If reform of the DSF continues to be delayed, the price will not be paid by African countries alone
What matters next is not simply to keep debating whether U.S. debt is too high, but to push for reform of the rules themselves. The more reasonable path is not to abandon fiscal discipline, but to transform fiscal discipline from a one-sided discipline focused on liabilities into a discipline accountable to both assets and liabilities. At a minimum, this means doing three things: distinguishing between investment debt and consumption debt; distinguishing between liquidity problems and solvency problems; and incorporating public assets, infrastructure, and long-term productive capacity into fiscal sustainability assessments. Only then can debt analysis avoid automatically sliding into anti-investment bias.
If such reform continues to be delayed, the most immediate consequence will be this: many developing countries will still be forced, under debt pressure, to cut public investment, infrastructure construction, and spending geared toward long-term growth, thereby further weakening their own future repayment capacity.
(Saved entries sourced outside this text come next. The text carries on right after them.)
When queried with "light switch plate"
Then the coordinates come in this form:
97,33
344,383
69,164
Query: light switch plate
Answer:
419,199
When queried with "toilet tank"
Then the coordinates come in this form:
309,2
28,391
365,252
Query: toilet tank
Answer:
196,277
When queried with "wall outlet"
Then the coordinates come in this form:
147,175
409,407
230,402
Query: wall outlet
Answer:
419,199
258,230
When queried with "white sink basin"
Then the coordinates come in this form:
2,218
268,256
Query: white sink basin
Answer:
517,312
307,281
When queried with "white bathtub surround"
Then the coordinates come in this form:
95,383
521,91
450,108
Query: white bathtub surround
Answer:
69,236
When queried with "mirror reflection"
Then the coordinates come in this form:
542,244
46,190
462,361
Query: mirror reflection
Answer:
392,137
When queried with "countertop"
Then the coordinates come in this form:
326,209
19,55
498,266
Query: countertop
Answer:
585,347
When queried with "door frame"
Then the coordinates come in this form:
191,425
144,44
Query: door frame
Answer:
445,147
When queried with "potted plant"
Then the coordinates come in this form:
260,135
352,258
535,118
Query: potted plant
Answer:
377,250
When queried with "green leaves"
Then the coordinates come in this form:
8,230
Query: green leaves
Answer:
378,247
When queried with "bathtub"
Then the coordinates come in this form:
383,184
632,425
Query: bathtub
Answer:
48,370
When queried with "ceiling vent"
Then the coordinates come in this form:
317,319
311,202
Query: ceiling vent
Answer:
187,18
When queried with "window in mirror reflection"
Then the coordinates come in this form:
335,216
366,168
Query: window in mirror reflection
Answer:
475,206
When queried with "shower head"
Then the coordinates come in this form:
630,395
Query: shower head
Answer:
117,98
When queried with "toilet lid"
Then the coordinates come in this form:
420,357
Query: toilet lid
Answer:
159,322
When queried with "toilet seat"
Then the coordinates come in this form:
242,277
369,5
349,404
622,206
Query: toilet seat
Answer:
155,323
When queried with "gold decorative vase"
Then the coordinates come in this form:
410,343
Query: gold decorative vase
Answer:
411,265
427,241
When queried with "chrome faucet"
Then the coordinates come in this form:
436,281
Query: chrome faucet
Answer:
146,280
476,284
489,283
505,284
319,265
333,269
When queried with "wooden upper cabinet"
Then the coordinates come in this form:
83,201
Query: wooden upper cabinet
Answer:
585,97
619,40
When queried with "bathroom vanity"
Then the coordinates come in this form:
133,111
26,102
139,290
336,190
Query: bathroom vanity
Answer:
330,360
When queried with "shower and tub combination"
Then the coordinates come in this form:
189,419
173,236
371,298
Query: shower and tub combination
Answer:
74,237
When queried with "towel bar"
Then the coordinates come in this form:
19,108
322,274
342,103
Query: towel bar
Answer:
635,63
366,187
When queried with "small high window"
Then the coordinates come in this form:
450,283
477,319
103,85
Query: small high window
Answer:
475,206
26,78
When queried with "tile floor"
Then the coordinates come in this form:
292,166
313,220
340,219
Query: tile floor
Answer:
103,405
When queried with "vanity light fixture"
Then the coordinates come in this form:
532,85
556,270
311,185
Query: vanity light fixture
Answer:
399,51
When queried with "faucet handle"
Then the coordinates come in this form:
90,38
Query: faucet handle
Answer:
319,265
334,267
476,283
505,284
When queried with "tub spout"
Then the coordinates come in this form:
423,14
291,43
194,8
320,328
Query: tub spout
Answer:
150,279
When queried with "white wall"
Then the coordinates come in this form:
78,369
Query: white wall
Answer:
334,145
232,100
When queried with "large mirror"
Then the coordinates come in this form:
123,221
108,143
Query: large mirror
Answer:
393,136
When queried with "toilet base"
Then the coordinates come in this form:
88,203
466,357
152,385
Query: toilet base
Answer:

At that point, what is treated today as “debt discipline” may tomorrow become a “penalty on growth.” By contrast, if the asset side is genuinely brought into the rules, the international community’s understanding of fiscal sustainability will shift from the one-sided logic of debt reduction to a more complete balance-sheet logic. This is important not only for African countries, but for the United States as well: the shortage of electricity has already become widely recognized as a bottleneck for AI development, urgently requiring investment from both the public and private sectors.
Conclusion: What truly needs to be broken is the mental cage of looking only at liabilities and not at assets
What makes this latest Treasury report an event worthy of serious attention is not only that it once again reminds the world that the pressure of U.S. fiscal unsustainability is intensifying. More importantly, it inadvertently reveals something even deeper: the United States understands itself through a balance sheet, while the IMF often understands others only through liability ratios.
This is one of the deepest blind spots in international debt governance today. Of course, a country’s fiscal sustainability must take debt and deficits into account. But it must never take debt and deficits alone into account. When governments face debt distress, they actually have two policy levers: one is fiscal adjustment, and the other is to build and revitalize public assets. The former is subtraction; the latter is addition. The former focuses on reducing the burden of the present; the latter focuses on expanding the repayment base of the future. The IMF’s biggest problem today is not that it cares about debt, but that it has become too accustomed to caring only about debt. Nor is the problem that it asks some countries to adjust their fiscal policies, but that it has not used the same full balance-sheet language to assess the United States, nor discussed the building of public assets with the same degree of seriousness. What truly needs to be broken is precisely this mental cage: the habit of looking at only one side of the balance sheet while ignoring the other.